La jeune fille se retourna :
- Ah, bonjour, Quinlan ! Tu vas bien ?
Elle avait immédiatement reconnu les longs dreads du jeune homme au teint mat et aux grands yeux verts, ainsi que le tatouage jaune qui lui barrait le visage.
- Ça va ! En fait, il... Oh... La Force soit avec vous, Maître Jinn...
Le jeune homme venait de se rendre compte de l'imposante présence du Maître Jedi, et baissa ses yeux brillants sous le regard appuyé de Qui-Gon.
Le jeune apprenti Quinlan Vos était le Padawan de Maître Tholme Merendi. Or, Qui-Gon et Tholme n'avaient jamais pu se supporter l'un et l'autre. Les idéaux les séparaient, et plus que tout, un différend que personne n'avait jamais pu connaître les opposait depuis toujours. Qui-Gon aurait aimé que sa propre Padawan ne fréquente pas celui de maître Tholme ; hélas il se trouvait que les deux jeunes gens étaient de grands amis. Conscient tout de même de sa sévérité, le Maître Jedi adoucit son regard autant qu'il put :
- La Force soit avec toi aussi, jeune Padawan.
Edriel soupira tout bas : heureusement que son Maître savait se contenir ! De ce côté-là, il ne lui avait jamais fait honte. La jeune fille se dit encore une fois que Qui-Gon Jinn était un mentor dont elle était immensément fière, comme elle l'aurait été d'un père – ce qu'il était pour elle, finalement. Elle fit un petit sourire à Quinlan qui attendait sa réponse, un peu gêné, en disant :
- Ça fait longtemps qu'on ne s'est pas mesuré, tous les deux : on a du progresser depuis la dernière fois !
- Ouais, je te parie que je suis plus grande que toi, maintenant ! s'exclama Edriel avec enthousiasme.

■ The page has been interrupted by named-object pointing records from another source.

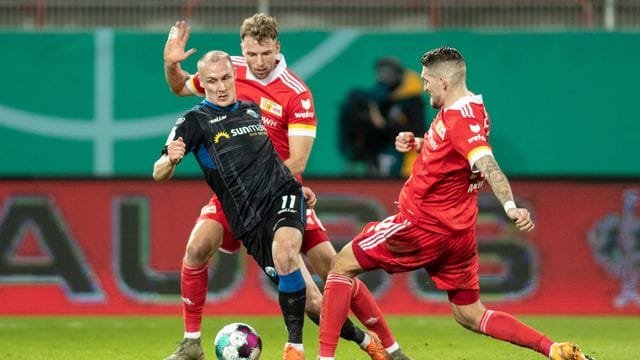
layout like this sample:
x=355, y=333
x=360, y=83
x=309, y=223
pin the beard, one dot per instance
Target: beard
x=434, y=104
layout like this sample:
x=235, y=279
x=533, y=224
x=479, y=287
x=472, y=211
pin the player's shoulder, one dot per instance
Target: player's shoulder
x=292, y=82
x=243, y=104
x=467, y=108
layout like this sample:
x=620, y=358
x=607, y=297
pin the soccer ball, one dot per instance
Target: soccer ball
x=238, y=341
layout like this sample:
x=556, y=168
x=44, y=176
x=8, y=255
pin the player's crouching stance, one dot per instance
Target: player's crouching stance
x=434, y=228
x=263, y=202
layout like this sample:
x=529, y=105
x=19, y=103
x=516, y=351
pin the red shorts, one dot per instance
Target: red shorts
x=314, y=234
x=396, y=245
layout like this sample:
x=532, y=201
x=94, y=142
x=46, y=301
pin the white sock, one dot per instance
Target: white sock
x=393, y=347
x=366, y=341
x=298, y=347
x=193, y=335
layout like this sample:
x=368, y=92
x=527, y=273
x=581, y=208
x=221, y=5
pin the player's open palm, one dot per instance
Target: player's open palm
x=176, y=43
x=522, y=218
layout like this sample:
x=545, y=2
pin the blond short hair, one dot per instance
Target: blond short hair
x=260, y=27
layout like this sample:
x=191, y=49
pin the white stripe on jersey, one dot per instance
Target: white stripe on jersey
x=381, y=236
x=302, y=132
x=238, y=60
x=466, y=111
x=339, y=279
x=292, y=82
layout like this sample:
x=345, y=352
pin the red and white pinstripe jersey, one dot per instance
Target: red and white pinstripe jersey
x=285, y=101
x=442, y=193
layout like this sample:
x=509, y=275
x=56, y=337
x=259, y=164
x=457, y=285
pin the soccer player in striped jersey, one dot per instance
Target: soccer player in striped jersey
x=289, y=117
x=434, y=228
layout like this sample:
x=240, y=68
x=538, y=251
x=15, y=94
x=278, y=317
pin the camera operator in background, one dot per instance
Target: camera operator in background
x=369, y=118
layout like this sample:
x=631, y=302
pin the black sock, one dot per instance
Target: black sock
x=292, y=305
x=348, y=331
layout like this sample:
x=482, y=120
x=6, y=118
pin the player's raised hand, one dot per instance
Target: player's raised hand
x=406, y=141
x=310, y=197
x=176, y=43
x=522, y=218
x=176, y=150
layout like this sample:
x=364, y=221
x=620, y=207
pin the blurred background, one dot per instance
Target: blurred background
x=85, y=111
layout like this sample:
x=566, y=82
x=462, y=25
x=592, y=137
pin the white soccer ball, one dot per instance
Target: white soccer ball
x=238, y=341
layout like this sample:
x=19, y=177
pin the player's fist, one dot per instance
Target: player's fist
x=176, y=150
x=405, y=141
x=522, y=218
x=310, y=197
x=174, y=48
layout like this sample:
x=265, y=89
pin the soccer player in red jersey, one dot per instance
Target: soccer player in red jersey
x=434, y=228
x=288, y=114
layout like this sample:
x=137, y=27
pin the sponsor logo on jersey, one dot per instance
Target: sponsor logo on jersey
x=252, y=130
x=269, y=122
x=217, y=118
x=209, y=209
x=431, y=140
x=476, y=137
x=219, y=135
x=440, y=129
x=270, y=106
x=475, y=182
x=304, y=115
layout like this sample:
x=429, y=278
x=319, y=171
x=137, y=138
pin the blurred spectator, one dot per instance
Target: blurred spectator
x=371, y=118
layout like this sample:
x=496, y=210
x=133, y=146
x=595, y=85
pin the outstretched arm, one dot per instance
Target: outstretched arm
x=165, y=166
x=299, y=151
x=501, y=188
x=406, y=141
x=174, y=53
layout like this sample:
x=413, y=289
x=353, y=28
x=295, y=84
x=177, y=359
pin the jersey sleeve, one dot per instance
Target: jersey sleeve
x=469, y=138
x=194, y=85
x=302, y=119
x=187, y=128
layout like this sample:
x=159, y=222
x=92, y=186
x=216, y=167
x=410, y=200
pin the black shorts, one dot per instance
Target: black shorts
x=289, y=209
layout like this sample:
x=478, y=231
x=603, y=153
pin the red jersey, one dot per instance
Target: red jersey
x=285, y=101
x=441, y=195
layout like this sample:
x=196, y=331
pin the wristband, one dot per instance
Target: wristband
x=509, y=205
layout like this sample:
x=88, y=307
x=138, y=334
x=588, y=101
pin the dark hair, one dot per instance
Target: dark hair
x=260, y=27
x=441, y=54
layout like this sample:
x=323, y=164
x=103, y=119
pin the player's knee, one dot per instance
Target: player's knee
x=313, y=303
x=465, y=321
x=321, y=263
x=285, y=259
x=200, y=249
x=469, y=316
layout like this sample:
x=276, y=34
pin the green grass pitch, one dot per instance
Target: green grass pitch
x=422, y=337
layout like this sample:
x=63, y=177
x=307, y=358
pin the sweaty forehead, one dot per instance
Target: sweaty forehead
x=252, y=44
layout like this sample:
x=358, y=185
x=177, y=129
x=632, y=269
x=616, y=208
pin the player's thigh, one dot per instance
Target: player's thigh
x=286, y=248
x=345, y=262
x=320, y=257
x=205, y=239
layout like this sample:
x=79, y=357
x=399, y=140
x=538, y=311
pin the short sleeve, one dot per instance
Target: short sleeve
x=302, y=120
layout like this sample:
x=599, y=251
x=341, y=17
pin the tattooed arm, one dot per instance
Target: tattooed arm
x=501, y=188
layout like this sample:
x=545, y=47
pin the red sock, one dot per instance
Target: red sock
x=193, y=284
x=335, y=308
x=367, y=311
x=505, y=327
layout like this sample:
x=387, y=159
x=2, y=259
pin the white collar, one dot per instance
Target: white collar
x=465, y=100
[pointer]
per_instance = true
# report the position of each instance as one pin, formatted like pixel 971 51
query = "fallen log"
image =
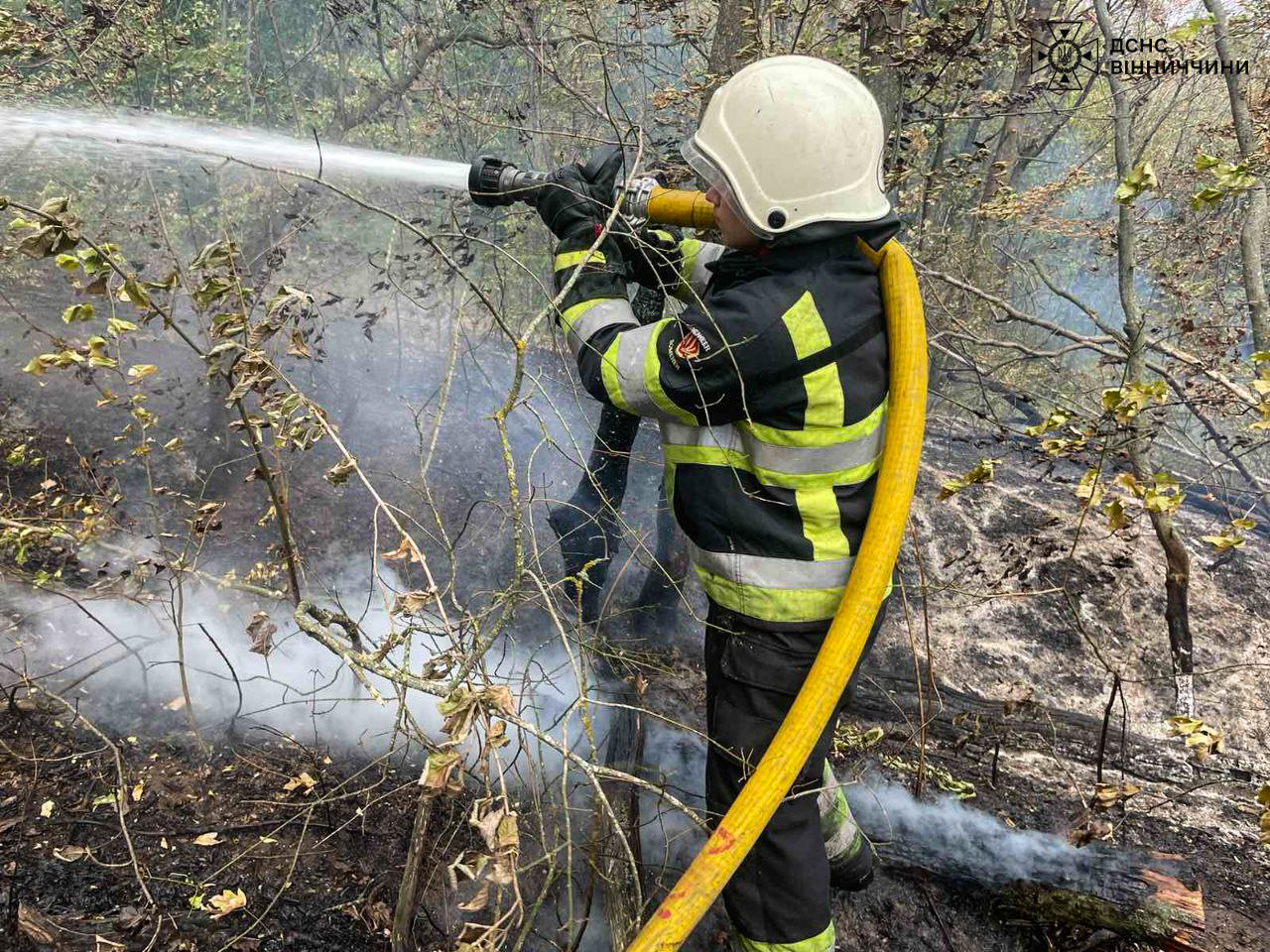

- Maiiis non ! Je voulais parler de nos talents d'escrimeurs ! C'était serré, lors de notre dernière confrontation...
- Ouais ! Et dire qu'on n'avait pas eu le temps de finir notre duel...
- Cette fois, ça sera différent ! Je...
Réalisant soudain que son Maître l'observait, la jeune fille se retourna vers lui, les joues enflammées par l'enthousiasme :
- Je peux, Maître ? Dites oui, dites oui, svp !
Qui-Gon fit mine d'hésiter, se frottant pensivement la barbe du bout des doigts :
- Je ne sais pas... Il faut voir...
Habituée au jeu, Edriel posa une main suppliante sur l'avant-bras de son mentor, lui offrit un de ses plus charmants –et fondants- sourires :
- S'il vous plaît, Maître...
- Bon, d'accord ! feignit de céder le grand Jedi.
- Merci !
L'Elfe se hissa sur la pointe des pieds, plaqua un léger baiser sur la joue barbue de Qui-Gon Jinn avant de revenir au côté de Quinlan ravi :
- Viens, on va là-bas, il y a un espace libre !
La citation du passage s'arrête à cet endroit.